Last month, Senator Elizabeth Warren (D-MA) clashed with Fed chairman Ben Bernanke about “too big to fail” banks and the $83 billion subsidy the biggest banks receive because investors believe the government would bail out the largest financial institutions again if necessary. Bernanke argued that Dodd-Frank had given the government tools that could handle the failure of a megabank without taxpayer support — even though the legislation was seriously weakened by Senator Scott Brown on behalf of the Wall Street titans who now employ him.

Bernanke clarified his position on Wednesday and it seems he agrees with Warren that more needs to be done to fix the situation. “I agree with Elizabeth Warren 100 percent that it’s a real problem,” he said.

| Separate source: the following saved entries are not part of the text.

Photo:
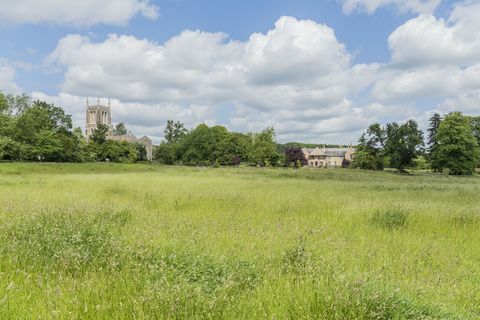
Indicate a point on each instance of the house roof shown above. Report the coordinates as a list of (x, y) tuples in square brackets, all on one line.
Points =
[(328, 152)]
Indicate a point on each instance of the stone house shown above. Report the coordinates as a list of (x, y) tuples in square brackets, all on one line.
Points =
[(328, 157), (101, 114)]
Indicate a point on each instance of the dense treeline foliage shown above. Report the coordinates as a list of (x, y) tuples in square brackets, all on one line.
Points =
[(452, 145), (38, 131), (215, 146)]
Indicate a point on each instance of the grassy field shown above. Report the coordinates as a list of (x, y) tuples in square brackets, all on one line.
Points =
[(106, 241)]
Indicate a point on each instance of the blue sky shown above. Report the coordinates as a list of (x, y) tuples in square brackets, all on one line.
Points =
[(321, 73)]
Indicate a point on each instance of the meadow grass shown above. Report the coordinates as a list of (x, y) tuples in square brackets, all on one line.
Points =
[(112, 241)]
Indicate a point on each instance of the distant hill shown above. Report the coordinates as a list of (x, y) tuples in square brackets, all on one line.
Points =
[(283, 146)]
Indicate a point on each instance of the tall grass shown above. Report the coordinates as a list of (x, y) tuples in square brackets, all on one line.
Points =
[(149, 242)]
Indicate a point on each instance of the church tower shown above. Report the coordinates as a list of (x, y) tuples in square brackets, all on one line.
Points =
[(97, 114)]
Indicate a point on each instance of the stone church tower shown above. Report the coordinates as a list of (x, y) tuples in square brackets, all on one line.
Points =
[(97, 114)]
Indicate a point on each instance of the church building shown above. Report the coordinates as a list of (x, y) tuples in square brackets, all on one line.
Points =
[(97, 114)]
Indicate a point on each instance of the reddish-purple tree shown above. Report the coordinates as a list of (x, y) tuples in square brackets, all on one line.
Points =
[(294, 157)]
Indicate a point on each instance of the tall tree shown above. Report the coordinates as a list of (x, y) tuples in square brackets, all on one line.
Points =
[(294, 157), (99, 135), (264, 149), (174, 131), (370, 154), (457, 146), (432, 142), (403, 144), (434, 122)]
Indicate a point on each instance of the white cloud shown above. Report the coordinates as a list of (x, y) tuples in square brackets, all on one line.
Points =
[(79, 13), (297, 77), (7, 78), (140, 118), (370, 6), (434, 58), (297, 70)]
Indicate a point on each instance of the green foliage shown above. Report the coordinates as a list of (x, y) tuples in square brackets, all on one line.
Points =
[(394, 145), (165, 153), (174, 131), (420, 163), (457, 148), (402, 144), (120, 129), (294, 157), (100, 134), (432, 143), (264, 150), (369, 153)]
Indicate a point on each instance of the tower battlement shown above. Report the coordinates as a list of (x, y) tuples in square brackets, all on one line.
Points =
[(97, 114)]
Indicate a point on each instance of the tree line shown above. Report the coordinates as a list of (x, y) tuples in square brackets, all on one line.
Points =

“Too big to fail was a major source of the crisis,” he added, “and we will not have successfully responded to the crisis if we do not address that successfully.”

The Fed chair’s admission follows Attorney General Eric Holder telling the Senate Banking Committee that the massive size of America’s largest financial institutions prevents the government from prosecuting financial crimes they may have committed.

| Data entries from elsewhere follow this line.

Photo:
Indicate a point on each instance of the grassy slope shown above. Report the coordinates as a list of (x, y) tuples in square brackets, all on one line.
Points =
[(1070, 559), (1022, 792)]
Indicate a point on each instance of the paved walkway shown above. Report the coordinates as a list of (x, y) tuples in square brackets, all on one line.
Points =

There is definitely a conservative case against “too big to fail.” Bernanke was a registered Republican before he took over his nonpartisan position at the Fed. But there are definitely Republicans who believe something needs to be done to constrain the big banks that are bigger now than they were before the crisis.

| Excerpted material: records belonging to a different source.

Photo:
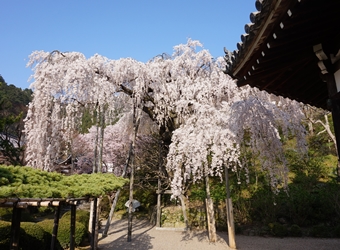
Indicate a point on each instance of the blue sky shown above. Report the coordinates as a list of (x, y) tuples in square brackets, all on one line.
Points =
[(140, 29)]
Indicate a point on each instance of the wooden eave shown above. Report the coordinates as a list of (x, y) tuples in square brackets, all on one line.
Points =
[(277, 54)]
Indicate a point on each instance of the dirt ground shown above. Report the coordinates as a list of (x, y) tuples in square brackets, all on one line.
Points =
[(145, 236)]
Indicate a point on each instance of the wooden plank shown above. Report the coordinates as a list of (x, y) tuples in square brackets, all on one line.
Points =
[(15, 228), (55, 228), (73, 227)]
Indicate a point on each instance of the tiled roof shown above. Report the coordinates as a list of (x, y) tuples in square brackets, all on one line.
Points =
[(276, 52)]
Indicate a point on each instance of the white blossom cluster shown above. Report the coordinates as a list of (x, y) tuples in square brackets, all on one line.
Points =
[(210, 114)]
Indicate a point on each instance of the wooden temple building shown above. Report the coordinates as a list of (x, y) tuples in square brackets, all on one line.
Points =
[(291, 48)]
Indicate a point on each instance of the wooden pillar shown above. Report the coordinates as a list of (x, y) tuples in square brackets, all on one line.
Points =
[(15, 228), (73, 226), (329, 65), (230, 215), (55, 227), (94, 224)]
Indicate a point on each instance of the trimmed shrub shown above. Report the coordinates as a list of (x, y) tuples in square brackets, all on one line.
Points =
[(320, 231), (6, 215), (295, 231), (82, 216), (34, 237), (64, 231), (278, 230), (5, 234)]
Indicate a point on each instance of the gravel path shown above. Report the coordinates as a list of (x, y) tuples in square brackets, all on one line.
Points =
[(145, 236)]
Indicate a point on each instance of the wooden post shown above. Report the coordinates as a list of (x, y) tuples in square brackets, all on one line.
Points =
[(55, 227), (108, 222), (131, 203), (210, 213), (158, 218), (15, 228), (73, 227), (230, 216), (94, 223), (184, 210)]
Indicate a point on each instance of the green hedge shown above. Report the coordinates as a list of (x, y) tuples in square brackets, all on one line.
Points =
[(5, 234), (64, 231), (34, 237), (82, 216)]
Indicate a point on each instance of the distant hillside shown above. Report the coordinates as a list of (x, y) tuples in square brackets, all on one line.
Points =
[(13, 99), (13, 109)]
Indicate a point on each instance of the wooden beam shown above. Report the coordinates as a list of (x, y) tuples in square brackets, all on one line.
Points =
[(55, 227), (15, 227), (73, 227)]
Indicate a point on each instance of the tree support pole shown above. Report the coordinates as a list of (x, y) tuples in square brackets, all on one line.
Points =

Here are 5 other members of the Grand Old Party who want to break up the big banks.

Jon Hunstman

One of the most unconventional things about former Utah governor Jon Huntsman’s run for president was that he was the only candidate from either party talking about “right-sizing” the “too big to fail” banks.

David Vitter


The junior senator from Louisiana recently went to the Senate floor to support Sherrod Brown (D-OH) in the assertion that “‘too big to fail’ is alive and well.”

Sheila Bair


George W. Bush’s appointee to the FDIC, Bair has been an outspoken advocate for further financial reform. “We should not have banks that are ‘too big to fail,'” she said recently. “Any bank that’s ‘too big to fail’ is too big.”

James Pethokoukis

img-pethokoukis-james_135901608840.jpg_item_hero_bw

A columnist and blogger for the American Enterprise Institute, Pethokoukis was such an ardent Mitt  Romney supporter that he had a hard time believing the positive jobs numbers that came out in October of 2012 — numbers that turned out to actually underestimate the strength of the economy. However, he has been a loud — if not the loudest — voice calling for Republicans to attack the “crony capitalism” that makes “too big to fail” possible.

“Capping bank size, limiting bank activities, higher equity capital requirements — all tools in the toolbox for eliminating the crony capitalist subsidy of the U.S. financial system by government,” he wrote recently.

George F. Will

George Will

When it comes to climate change, George F. Will doesn’t believe the settled science that says we’re headed to a climate catastrophe. But Will is a believer that too-big banks threaten our economy.

The 12 banks with $250 billion to $2.3 trillion in assets total 69 percent,” he wrote in his column “Time to break up the big banks.” “The 20 largest banks’ assets total 84.5 percent of the nation’s gross domestic product.”

He — as progressives often have — labeled the practice of bailing out giant institutions a means of “socializing losses while keeping profits private.”